L’Italia si trova da lungo tempo tra i paesi con più bassa fecondità in Europa, con un numero medio di figli posizionato molto al di sotto del livello che consente un equilibrato ricambio tra generazioni. Una situazione che le economie mature avanzate occidentali cercano di evitare per non trovarsi con squilibri demografici ingestibili. Lo stesso Giappone, pur puntando molto sulle nuove tecnologie, considera la bassa natalità uno dei principali problemi per lo sviluppo e il benessere dei prossimi anni e decenni.

La denatalità non è un destino, ma a cosa andiamo incontro se la fecondità dovesse rimanere sui livelli attuali? Ad un avvitamento continuo verso il basso delle nascite. Venticinque anni fa ad una media di 1,24 figli per donna corrispondevano oltre 520 mila nascite. Non aver invertito in modo efficace la tendenza ha portato ad una riduzione delle potenziali madri. Di conseguenza oggi con analogo livello di fecondità le nascite sono meno di 400 mila. Senza risollevarsi da tale livello tra venticinque anni ci troveremmo a malapena con 320 mila nati, mezzo milione in meno rispetto ai 75enni. Non si tratta di un futuro distopico ma semplicemente dello scenario demografico più coerente con le dinamiche recenti del nostro paese.

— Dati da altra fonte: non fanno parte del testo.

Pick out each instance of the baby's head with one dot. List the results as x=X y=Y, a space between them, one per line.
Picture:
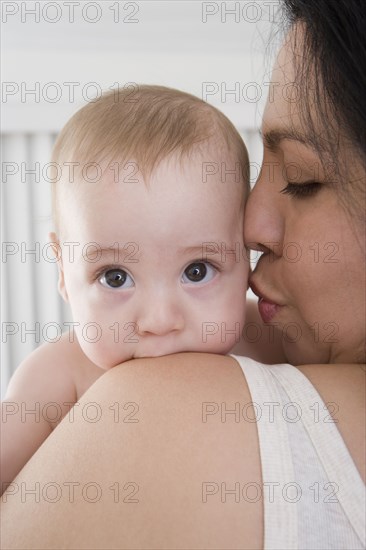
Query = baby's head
x=149 y=219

Quello che serve per superare la crisi demografica è diventare un paese politicamente intelligente. Una politica intelligente, seguendo lo schema di “Allego ma non troppo” di Carlo M. Cipolla, è quella che mette nella condizione di realizzare ciò che Ego (il singolo) considera bene per sé e che genera ricadute positive per Alter (la collettività in generale). La scelta dei giovani di conquistare nei tempi e modi adeguati l’indipendenza dai propri genitori, formare una propria famiglia, essere attivi e realizzarsi nel mondo del lavoro, rafforza società, economia e demografia, oltre che favorire il benessere individuale. Lo stesso vale per la scelta combinata di lavorare e avere figli, maggiormente frenata nel nostro paese soprattutto sul versante femminile. Vale anche per la scelta di venire in Italia e trovare condizioni per il miglioramento della propria situazione personale partecipando al processo di sviluppo del territorio in cui si vive. Politiche di questo tipo vanno a vantaggio di tutti. L’intelligenza non è una risorsa che manca al nostro paese, ma saperla applicare all’interesse collettivo è una dote che ancora dobbiamo dimostrare di avere.